Separation of early and late responses to herbivory in Arabidopsis by changing plasmodesmal function.

Herbivory results in an array of physiological changes in the host that are separable from the associated physical damage. We have made the surprising observation that an Arabidopsis line (pdko3) mutated in genes encoding plasmodesmal proteins is defective in some, but not all, of the typical plant responses to herbivory. We tested the responses of plasma transmembrane potential (Vm) depolarization, voltage gated K(+) channel activity, cytosolic calcium [Ca2+]cyt and reactive oxygen species (ROS) (H2 O2 and NO) release, shoot-to-root signaling, biosynthesis of the phytohormone jasmonic acid (JA) and the elicitation of volatile organic compounds (VOCs). Following herbivory and the release of factors present in insect oral secretions (including a putative ß-galactofuranose polysaccharide), both the pdko3 and wild type (WT) plants showed a increased accumulation of [Ca2+]cyt , NO and H2 O2 . In contrast, unlike WT plants, the mutant line showed an almost complete loss of voltage gated K(+) channel activity and Vm depolarization, a loss of shoot-induced root-Vm depolarization, a loss of activation and regulation of gene expression of the JA defense pathway, and a much diminished release and altered profile of VOCs. The mutations in genes for plasmodesmal proteins have provided valuable genetic tools for the dissection of the complex spectrum of responses to herbivory and shown us that the responses to herbivory can be separated into a calcium-activated oxidative response and a K(+) -dependent Vm-activated jasmonate response associated with the release of VOCs.
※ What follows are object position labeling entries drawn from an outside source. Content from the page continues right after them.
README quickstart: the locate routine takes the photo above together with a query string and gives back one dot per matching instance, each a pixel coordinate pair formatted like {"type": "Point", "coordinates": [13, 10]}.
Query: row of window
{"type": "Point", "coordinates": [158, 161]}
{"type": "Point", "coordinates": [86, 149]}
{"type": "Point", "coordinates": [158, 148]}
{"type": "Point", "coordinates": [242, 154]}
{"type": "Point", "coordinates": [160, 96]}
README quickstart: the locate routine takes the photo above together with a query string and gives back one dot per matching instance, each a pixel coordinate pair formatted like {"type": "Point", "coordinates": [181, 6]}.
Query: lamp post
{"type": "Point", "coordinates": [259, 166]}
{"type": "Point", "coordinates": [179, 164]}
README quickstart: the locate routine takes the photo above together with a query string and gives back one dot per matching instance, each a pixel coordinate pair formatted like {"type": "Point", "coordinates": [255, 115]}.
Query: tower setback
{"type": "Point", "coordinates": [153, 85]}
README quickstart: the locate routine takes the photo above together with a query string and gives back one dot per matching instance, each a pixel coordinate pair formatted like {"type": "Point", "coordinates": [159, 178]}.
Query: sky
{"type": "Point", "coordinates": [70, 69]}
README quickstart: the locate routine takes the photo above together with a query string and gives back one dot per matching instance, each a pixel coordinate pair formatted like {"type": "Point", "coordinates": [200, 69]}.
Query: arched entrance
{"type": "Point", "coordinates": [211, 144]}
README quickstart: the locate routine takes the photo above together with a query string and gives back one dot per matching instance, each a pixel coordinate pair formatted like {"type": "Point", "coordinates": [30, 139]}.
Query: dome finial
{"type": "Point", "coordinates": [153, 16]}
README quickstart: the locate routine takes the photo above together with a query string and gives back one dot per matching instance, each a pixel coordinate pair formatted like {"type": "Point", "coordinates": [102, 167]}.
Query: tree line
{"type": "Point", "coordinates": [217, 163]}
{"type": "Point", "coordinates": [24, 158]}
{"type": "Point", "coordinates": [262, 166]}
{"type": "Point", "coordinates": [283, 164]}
Transcriptome pyrosequencing of the parasitoid wasp Cotesia vestalis: genes involved in the antennal odorant-sensory system.

Cotesia vestalis is an endoparasitic wasp that attacks larvae of the diamondback moth (Plutella xylostella), a herbivore of cruciferous plants. Females of C. vestalis use herbivore-induced plant odorants released from plants infested by P. xylostella as a host-searching cue. Transcriptome pyrosequencing was used to identify genes in the antennae of C. vestalis adult females coding for odorant receptors (ORs) and odorant binding proteins (OBPs) involved in insect olfactory perception. Quantitative gene expression analyses showed that a few OR and OBP genes were expressed exclusively in the antenna of C. vestalis adult females whereas most other classes of genes were expressed in the antennae of both males and females, indicating their diversity in importance for the olfactory sensory system. Together, transcriptome profiling of C. vestalis genes involved in the antennal odorant-sensory system helps in detecting genes involved in host- and food-search behaviors through infochemically-mediated interactions.